Quella dei sindacati è una posizione comprensibile – vista la gravità dei problemi occupazionali che si porranno in autunno – ma alla lunga finisce per impiegare importanti risorse per assicurare un reddito e non un’occupazione e imbalsamare posti di lavoro finti.

Adesso i nodi sono arrivati al pettine e il tema del blocco ha occupato intere notti di negoziato tra sindacati e i ministri Catalfo e Gualtieri.  Il governo ha proposto di fare un passo avanti togliendo di mezzo – se abbiamo ben compreso – il legame tra divieto di licenziare (il cui limite sarebbe stato portato fino al prossimo 31 gennaio (un mese in più di quanto prospettato finora), per allinearlo alla scadenza dello stato d’emergenza. Nello stesso tempo sarebbe stata prorogata la cassa integrazione per altre 18 settimane utilizzabili fino a giugno. In sostanza, il governo vuole condizionare la proroga del blocco non più alla cig autorizzata ma solo a quella utilizzata. I sindacati hanno però rilanciato chiedendo di allungare il blocco dei licenziamenti «almeno fino al 21 marzo».

IL REPORT

Posizioni distanti che hanno portato alla sospensione del vertice e a un nuovo appuntamento. Ormai diviene sempre più evidente che la leggerezza e la demagogia che hanno ispirato il ricorso al blocco sta diventando come il rischio di cadere dalla padella sulla brace. Perché è vero che la prosecuzione del divieto diventa sempre più insostenibile, ma è altrettanto vero che – come hanno riconosciuto Gualtieri e Catalfo – è pericoloso stabilire una “data X’’ dopo la quale potrebbe partire una ondata di licenziamenti. Per questo hanno auspicato una trattativa che veda allo stesso tavolo sindacati e imprese sulle misure di gestione della fuoriuscita dal blocco dei licenziamenti: potenziamento degli ammortizzatori e politiche attive del lavoro. Ce ne sarebbe bisogno, perché anche nel corso di una crisi gravissima, le aziende non stanno tirando le cuoia.

Il Rapporto Excelsior riferito al mese di ottobre (certo le previsioni sono state compiute prima degli ultimi provvedimenti anti-contagio) tira le somme dei loro piani di assunzioni comunicate dalle aziende sentite. Il 13% delle aziende sentite intende assumere, le entrate previste in ottobre sono 281.810 (da ottobre a dicembre: 763.770): tra queste sono previste entrate di giovani under 29 anni in misura del 31% (86.370).

INCONTRI DIFFICILI

Ma per assumere ci sono problemi: spesso non si trova la manodopera che serve.

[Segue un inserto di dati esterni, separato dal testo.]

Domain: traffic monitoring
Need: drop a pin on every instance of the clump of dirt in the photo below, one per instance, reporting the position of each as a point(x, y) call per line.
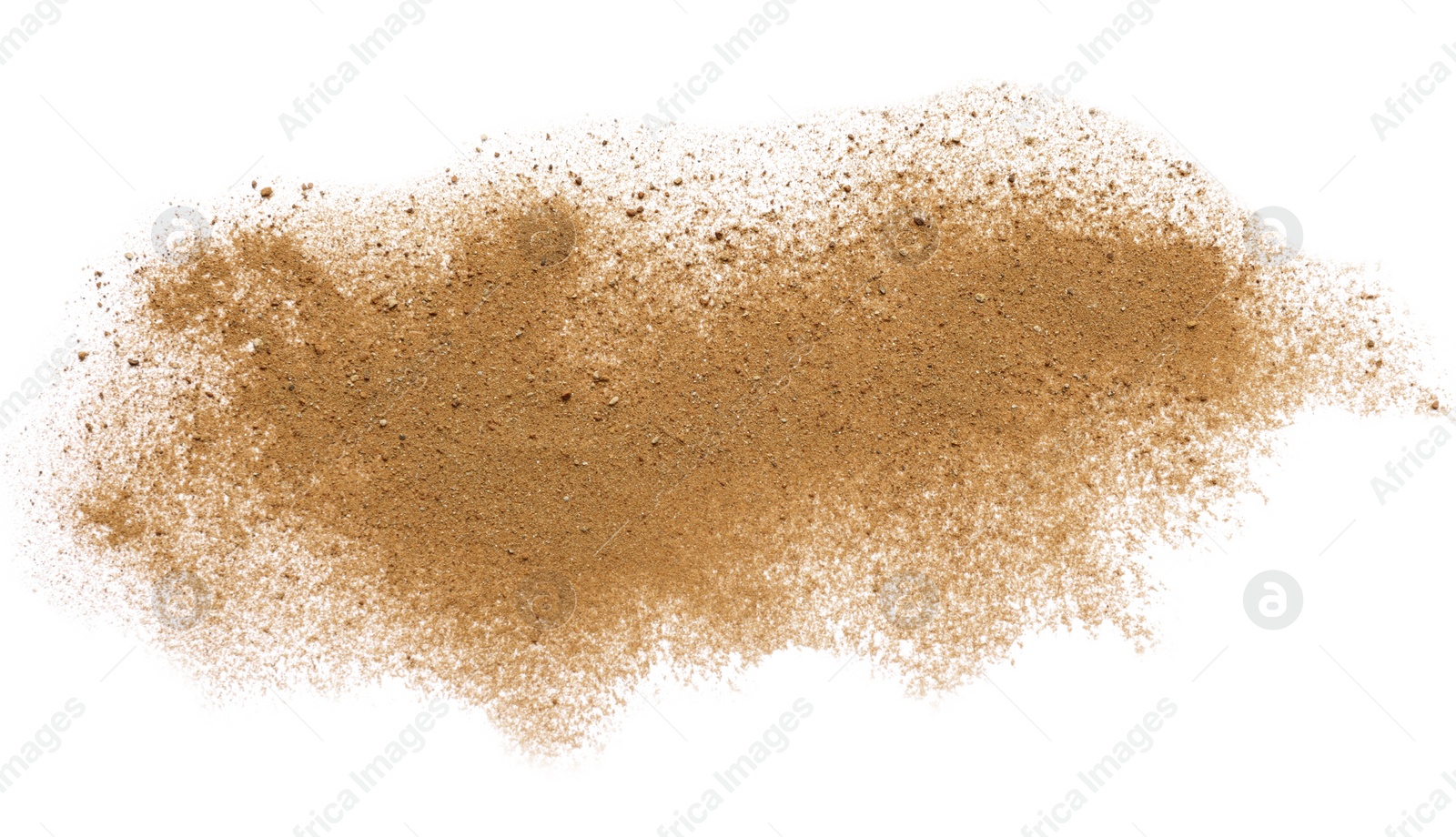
point(905, 385)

La difficoltà di reperimento riguarda il 33% del complesso. In proposito non è una novità che le imprese stentino a trovare personale qualificato rispetto al fabbisogno.

Le difficoltà di reperimento, sulle entrate programmate in ottobre arrivano al 46,2% per gli operai specializzati, al 42,8% per i dirigenti e le alte professioni, al 40% per il personale tecnico. Ma è singolare che le aziende ritengano difficile reperire il 22% degli impiegati e il 15% del personale non qualificato di cui hanno bisogno. Ecco perché sarebbe interesse delle parti sociali favorire le assunzioni richieste piuttosto che difendere posti purtroppo divenuti “anime morte’’.